Data Sharing and Research Parasites
On January 21, 2016, the Editors of the New England Journal of Medicine, Dan L. Longo, M.D., and Jeffrey M. Drazen, M.D., published an editorial that characterized scientists who re-analyzed published data sets as "research parasites" (N Engl J Med 2016; 374:276-277). Many groups of scientists wrote thoughtful Letters to the Editor in response. While the NEJM published some responses, many, including one initiated by the members of the FGED Society and endorsed by many others, were rejected. This page was created to allow the FGED Society's letter to be published and made part of the public record.
A complete list of signatories to this letter is provided below. We encorage further discussion of this on social media and have set up a Facebook page for this purpose. On Twitter, use the hashtag #ResearchParasites.
A reply to “Data Sharing”
Recently, the New England Journal of Medicine and five other journals published “Sharing Clinical Trial Data — A Proposal from the International Committee of Medical Journal Editors (ICMJE)”[1-6]. The proposal was followed the next day by an NEJM editorial from Longo and Drazen titled “Data Sharing”. We wish to simultaneously reply to both the initial proposal and the editorial as we have serious concerns with both the proposal and an editorial that allow primary authors to retain control of shared data and emphasize the importance of maximizing benefit to the primary authors.

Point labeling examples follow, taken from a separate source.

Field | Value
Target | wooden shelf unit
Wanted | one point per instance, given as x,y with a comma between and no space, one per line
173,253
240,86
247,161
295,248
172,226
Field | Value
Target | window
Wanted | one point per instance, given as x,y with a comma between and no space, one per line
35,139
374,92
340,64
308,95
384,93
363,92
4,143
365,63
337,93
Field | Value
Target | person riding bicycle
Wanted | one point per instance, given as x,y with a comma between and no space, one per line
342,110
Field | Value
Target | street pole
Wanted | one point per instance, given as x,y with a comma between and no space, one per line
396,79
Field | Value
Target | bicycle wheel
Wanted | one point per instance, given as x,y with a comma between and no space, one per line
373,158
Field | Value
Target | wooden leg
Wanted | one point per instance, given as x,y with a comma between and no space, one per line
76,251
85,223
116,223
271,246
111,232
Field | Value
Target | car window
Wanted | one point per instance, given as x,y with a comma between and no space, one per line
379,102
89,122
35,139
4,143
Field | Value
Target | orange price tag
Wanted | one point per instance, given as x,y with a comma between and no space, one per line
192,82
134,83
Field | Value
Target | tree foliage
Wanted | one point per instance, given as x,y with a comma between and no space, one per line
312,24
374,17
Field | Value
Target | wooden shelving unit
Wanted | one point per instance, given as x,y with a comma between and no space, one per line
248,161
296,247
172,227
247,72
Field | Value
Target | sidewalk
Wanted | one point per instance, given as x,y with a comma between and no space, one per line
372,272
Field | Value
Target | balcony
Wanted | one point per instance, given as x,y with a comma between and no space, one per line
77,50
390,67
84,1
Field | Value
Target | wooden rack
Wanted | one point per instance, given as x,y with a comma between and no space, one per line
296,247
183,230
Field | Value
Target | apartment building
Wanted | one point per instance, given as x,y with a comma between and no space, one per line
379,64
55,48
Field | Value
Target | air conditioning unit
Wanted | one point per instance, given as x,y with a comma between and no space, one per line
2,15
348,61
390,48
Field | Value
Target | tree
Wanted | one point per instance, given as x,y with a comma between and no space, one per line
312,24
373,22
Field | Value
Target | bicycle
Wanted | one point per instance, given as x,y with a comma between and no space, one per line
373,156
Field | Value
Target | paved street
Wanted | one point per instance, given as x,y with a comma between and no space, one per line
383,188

There are two major issues with the ICMJE proposal. First, the ICMJE propose that data should be shared no later than 6 months after publication. We believe that data should be shared upon publication and that data should be made available to the reviewers at the time of submission. Reviewers and readers cannot adequately assess the publication without access to the primary data on which it is based. Requiring release of data to reviewers at the time of submission and to readers at the time of publication also provides the journals and society with leverage that may be necessary to assure release. Moreover, this model of release allows reviewers to assure that the data is actually available as described. A previous study on the persistency of “supplemental resources” in the biomedical literatures demonstrates that long-term persistency of shared data decreases unless the data is stored with the journal or an independent, and well-funded third party (often a governmental agency). In addition, the authors of that study noted “Our work suggests that approximately 10% of all supplemental data was not available at the time of publication” even though the manuscripts specifically indicated that such data was available. This suggests that a check of data availability is a necessary part of the review process.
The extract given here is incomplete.